I mention just one other.  Here in the New Testament, the inspired Word of God, we have the corroborated testimony of Noah and the flood:  "By faith Noah," Hebrews 11:7, "by faith Noah, being warned of God of things not seen as yet, moved with fear, prepared an ark to the saving of his house; by the which he condemned the world, and became heir of the righteousness which is by faith."  And then the corroborated testimony of our own Savior, Jesus Christ in Matthew 24:[37]:

 

But as the days of Noah were, so shall also the coming of the Son of man be.

For as in the days (of Noah) that were before the flood they were eating and drinking, marrying and giving in marriage, until the day that Noah entered into the ark,

And knew not until the flood came, and took them away; so shall also the coming of the Son of man be.

[Matthew 24:37-39]

 

This is God’s Word.  This is God’s testimony.
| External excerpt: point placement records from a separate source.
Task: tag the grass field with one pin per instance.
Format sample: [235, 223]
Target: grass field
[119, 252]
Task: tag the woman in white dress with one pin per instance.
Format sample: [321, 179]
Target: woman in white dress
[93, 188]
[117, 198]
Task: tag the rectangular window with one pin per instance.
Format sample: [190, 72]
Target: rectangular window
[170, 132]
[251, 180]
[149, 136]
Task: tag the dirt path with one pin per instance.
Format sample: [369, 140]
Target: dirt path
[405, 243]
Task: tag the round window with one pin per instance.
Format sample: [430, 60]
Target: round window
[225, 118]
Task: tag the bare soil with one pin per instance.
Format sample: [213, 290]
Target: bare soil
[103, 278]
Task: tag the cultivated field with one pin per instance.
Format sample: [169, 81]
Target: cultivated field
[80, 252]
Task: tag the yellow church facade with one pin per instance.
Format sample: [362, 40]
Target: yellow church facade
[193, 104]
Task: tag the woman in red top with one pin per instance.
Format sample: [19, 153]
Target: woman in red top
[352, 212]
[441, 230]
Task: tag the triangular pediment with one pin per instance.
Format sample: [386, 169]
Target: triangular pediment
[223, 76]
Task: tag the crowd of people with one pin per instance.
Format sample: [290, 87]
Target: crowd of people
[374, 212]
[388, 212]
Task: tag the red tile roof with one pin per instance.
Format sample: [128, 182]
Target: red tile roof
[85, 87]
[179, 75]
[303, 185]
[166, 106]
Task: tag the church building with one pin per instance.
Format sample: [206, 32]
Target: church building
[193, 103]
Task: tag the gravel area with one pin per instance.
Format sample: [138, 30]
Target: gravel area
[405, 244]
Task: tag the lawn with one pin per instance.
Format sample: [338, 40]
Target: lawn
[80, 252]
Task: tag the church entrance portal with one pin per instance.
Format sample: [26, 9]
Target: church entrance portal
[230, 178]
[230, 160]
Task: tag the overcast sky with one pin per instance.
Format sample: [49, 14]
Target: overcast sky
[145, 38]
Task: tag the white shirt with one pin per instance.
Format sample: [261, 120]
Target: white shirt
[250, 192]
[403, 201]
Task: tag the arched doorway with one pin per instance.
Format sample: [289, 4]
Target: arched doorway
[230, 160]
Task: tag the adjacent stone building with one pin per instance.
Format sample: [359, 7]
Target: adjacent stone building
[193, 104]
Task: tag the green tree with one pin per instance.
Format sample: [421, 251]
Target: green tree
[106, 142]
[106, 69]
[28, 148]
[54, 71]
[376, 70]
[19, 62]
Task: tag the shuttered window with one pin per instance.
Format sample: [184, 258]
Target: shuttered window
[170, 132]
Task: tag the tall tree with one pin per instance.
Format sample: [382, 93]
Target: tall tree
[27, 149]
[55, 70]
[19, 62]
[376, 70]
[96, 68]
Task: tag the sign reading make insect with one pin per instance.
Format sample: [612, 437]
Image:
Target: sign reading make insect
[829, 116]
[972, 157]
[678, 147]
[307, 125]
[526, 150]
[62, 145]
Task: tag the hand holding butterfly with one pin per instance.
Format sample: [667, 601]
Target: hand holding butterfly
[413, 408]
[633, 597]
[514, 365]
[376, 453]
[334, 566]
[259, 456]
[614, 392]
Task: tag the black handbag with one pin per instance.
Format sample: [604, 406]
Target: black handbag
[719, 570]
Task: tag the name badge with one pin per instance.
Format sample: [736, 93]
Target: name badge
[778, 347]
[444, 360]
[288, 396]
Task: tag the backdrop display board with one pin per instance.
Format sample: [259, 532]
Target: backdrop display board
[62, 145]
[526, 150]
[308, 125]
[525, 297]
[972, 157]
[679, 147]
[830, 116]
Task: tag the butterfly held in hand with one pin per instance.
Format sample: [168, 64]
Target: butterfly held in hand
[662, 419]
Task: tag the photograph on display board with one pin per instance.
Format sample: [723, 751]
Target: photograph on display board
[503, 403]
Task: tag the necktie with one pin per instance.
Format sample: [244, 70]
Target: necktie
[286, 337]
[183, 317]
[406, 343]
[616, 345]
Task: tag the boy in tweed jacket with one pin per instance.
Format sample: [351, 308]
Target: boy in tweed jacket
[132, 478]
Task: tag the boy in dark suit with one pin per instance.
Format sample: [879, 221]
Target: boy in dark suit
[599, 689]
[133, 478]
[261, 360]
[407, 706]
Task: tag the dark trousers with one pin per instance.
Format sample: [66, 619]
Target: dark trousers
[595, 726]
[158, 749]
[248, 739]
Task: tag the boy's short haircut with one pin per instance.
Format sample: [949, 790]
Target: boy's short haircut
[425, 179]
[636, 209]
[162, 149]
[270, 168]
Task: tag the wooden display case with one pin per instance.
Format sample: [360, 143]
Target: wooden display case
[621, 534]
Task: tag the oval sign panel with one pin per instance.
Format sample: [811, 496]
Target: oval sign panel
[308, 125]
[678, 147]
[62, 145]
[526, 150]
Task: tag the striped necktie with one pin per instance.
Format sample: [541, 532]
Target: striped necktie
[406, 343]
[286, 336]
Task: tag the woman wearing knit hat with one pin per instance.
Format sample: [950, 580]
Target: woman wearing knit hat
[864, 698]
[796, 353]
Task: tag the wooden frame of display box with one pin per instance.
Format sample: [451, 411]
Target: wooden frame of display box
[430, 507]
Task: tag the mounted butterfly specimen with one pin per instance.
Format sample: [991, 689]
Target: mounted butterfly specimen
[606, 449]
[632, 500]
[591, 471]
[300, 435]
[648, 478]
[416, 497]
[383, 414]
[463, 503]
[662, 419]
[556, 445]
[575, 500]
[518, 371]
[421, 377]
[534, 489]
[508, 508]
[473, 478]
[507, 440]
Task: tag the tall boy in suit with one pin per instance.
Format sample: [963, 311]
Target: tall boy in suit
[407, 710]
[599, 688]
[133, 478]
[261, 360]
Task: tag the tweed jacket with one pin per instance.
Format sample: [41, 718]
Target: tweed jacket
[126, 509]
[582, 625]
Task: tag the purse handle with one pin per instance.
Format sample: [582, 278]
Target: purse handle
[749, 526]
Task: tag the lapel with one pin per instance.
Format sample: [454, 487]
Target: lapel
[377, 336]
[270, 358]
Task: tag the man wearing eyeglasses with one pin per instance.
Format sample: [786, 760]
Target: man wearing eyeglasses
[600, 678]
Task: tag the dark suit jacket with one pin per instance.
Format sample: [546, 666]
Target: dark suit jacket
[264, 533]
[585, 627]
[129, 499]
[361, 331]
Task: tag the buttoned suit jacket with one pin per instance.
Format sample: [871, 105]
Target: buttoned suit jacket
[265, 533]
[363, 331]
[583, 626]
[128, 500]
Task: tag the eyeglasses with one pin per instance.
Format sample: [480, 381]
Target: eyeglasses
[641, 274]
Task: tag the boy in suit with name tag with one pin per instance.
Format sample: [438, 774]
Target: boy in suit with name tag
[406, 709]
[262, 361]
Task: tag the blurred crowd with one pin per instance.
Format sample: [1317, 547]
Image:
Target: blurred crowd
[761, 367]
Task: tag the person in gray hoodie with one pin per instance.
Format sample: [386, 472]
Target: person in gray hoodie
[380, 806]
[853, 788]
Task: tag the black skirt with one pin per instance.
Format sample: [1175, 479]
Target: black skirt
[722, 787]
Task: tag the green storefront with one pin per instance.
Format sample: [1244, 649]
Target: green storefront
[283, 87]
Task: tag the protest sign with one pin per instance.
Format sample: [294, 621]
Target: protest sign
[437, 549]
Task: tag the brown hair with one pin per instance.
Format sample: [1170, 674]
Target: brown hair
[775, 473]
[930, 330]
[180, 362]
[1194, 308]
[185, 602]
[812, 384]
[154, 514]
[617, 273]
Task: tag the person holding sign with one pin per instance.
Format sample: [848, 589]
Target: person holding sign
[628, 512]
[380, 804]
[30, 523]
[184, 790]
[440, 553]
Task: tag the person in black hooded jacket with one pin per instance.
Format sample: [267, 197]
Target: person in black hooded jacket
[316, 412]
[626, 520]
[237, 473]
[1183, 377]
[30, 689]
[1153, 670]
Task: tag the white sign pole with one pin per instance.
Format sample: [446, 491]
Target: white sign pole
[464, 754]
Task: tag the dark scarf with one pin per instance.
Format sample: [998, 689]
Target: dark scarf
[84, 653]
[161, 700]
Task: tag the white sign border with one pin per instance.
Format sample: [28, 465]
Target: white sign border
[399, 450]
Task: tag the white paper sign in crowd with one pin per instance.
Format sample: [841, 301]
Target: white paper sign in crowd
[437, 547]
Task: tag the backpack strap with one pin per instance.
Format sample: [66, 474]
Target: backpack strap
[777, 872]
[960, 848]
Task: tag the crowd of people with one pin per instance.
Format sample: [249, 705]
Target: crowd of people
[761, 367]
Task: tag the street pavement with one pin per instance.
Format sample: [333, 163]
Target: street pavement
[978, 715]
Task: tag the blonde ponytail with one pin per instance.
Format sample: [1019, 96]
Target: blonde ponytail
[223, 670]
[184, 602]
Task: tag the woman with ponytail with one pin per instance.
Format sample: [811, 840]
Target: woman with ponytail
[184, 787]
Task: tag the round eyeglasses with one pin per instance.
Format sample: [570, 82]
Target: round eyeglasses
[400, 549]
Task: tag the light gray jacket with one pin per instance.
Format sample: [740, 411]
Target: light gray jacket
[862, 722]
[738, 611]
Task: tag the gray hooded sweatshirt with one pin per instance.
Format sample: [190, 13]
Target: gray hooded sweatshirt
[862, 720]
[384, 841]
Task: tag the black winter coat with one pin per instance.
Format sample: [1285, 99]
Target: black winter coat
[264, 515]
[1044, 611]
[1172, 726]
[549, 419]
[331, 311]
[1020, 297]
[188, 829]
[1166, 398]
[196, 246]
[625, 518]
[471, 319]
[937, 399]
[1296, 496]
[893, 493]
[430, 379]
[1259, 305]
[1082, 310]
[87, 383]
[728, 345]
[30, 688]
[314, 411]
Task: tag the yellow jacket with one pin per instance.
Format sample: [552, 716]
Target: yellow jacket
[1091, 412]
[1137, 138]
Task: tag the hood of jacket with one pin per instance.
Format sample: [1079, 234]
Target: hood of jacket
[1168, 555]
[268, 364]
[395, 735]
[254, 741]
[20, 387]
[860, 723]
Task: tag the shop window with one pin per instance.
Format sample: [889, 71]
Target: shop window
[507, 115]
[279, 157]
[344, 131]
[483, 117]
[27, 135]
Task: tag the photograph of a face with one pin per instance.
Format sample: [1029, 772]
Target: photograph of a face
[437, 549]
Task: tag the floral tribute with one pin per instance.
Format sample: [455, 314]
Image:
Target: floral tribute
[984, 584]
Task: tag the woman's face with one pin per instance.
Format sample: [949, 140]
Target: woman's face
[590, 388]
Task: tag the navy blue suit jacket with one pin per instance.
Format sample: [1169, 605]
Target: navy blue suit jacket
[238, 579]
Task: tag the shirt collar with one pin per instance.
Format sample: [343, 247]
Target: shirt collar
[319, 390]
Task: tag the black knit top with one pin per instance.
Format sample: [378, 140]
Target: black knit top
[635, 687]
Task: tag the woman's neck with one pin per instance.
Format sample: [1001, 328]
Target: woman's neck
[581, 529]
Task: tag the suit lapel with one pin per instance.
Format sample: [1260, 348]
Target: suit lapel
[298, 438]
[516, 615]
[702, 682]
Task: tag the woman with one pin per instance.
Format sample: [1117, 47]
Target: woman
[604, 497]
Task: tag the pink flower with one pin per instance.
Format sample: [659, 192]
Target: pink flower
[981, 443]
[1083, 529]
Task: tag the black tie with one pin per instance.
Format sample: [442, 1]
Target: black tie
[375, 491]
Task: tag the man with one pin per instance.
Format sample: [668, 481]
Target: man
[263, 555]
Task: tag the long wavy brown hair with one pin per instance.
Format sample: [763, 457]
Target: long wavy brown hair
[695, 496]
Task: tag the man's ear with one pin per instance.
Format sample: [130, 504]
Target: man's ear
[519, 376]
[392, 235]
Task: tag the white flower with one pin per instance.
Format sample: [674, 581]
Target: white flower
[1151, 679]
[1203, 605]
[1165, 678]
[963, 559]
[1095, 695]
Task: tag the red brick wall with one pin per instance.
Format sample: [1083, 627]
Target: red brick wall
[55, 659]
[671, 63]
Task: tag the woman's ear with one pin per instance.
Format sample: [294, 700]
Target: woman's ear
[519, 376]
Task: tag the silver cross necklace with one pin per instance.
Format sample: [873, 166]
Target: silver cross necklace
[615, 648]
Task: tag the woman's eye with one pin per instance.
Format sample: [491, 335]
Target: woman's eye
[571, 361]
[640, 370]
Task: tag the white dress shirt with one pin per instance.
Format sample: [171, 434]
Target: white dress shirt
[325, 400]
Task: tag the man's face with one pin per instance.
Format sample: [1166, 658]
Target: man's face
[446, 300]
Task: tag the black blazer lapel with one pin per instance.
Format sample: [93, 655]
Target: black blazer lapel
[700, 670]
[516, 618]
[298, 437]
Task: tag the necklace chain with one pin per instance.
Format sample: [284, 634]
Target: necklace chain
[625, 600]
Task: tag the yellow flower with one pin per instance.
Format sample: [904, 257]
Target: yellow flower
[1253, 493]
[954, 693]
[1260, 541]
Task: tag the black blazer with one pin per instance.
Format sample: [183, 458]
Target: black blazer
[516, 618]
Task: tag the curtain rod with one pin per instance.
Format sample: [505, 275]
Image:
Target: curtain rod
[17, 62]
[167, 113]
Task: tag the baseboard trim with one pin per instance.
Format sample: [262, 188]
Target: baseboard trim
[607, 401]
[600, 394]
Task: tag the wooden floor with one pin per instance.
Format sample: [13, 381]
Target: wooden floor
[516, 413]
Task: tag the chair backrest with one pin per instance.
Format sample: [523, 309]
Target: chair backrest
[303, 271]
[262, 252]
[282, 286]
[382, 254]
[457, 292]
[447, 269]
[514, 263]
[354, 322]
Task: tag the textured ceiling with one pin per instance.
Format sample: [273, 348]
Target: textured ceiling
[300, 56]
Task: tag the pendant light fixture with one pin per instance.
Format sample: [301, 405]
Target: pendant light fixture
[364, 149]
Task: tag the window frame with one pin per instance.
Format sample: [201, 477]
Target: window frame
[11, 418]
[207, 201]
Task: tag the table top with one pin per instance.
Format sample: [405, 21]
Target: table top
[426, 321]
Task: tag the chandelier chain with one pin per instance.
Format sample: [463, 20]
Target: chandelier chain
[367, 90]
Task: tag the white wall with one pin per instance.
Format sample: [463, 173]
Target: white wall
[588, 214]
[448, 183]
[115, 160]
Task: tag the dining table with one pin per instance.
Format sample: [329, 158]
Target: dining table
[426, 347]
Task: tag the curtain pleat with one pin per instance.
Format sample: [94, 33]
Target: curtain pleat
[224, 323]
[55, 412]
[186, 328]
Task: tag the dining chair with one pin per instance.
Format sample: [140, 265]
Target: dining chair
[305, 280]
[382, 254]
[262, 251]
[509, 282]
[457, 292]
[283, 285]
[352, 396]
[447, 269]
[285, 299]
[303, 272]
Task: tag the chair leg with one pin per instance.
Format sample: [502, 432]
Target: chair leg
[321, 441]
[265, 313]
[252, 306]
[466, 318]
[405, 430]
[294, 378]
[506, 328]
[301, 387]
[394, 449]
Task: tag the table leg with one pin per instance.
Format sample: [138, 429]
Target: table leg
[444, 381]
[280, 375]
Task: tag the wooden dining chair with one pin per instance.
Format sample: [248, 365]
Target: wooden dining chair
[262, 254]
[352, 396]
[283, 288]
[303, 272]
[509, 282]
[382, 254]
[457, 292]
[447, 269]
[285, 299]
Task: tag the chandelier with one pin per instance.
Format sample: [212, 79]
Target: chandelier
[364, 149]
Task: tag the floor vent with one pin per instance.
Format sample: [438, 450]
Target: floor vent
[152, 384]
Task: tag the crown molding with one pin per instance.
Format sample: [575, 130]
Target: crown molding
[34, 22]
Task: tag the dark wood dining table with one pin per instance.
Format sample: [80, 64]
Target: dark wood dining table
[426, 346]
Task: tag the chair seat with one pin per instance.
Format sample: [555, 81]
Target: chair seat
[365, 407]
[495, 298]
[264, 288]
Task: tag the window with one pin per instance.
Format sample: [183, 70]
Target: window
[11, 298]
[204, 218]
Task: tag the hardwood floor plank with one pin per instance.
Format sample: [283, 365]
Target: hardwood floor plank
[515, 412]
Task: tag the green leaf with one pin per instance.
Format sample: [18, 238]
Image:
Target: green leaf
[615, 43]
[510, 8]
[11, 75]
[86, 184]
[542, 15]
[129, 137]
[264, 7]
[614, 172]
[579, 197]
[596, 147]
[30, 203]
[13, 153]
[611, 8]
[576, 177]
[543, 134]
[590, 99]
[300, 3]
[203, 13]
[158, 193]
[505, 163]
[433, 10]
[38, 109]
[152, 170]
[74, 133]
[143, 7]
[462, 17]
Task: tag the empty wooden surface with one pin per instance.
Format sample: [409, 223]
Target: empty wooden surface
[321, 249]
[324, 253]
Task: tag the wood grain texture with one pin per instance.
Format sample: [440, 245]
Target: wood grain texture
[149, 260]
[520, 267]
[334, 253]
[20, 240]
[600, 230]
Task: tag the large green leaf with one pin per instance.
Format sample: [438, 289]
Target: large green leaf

And what you find written in the Book, you’ll find written in the rocks; you’ll find written in the heavens; you’ll find written in the memory of the human race.  This is the Word of God – our admonition, our example as we read the page.  When wickedness abounds and violence is in the earth, "look up for the day of your redemption draweth nigh" [from Luke 21:28].

Now, in the moment, while we sing this stanza of a song, somebody you, to give his heart in faith to Christ or to put his life in the fellowship of this blessed and precious church – by letter or by baptism or by statement, as God shall lead the way and open the door, would you come while we stand and while we sing?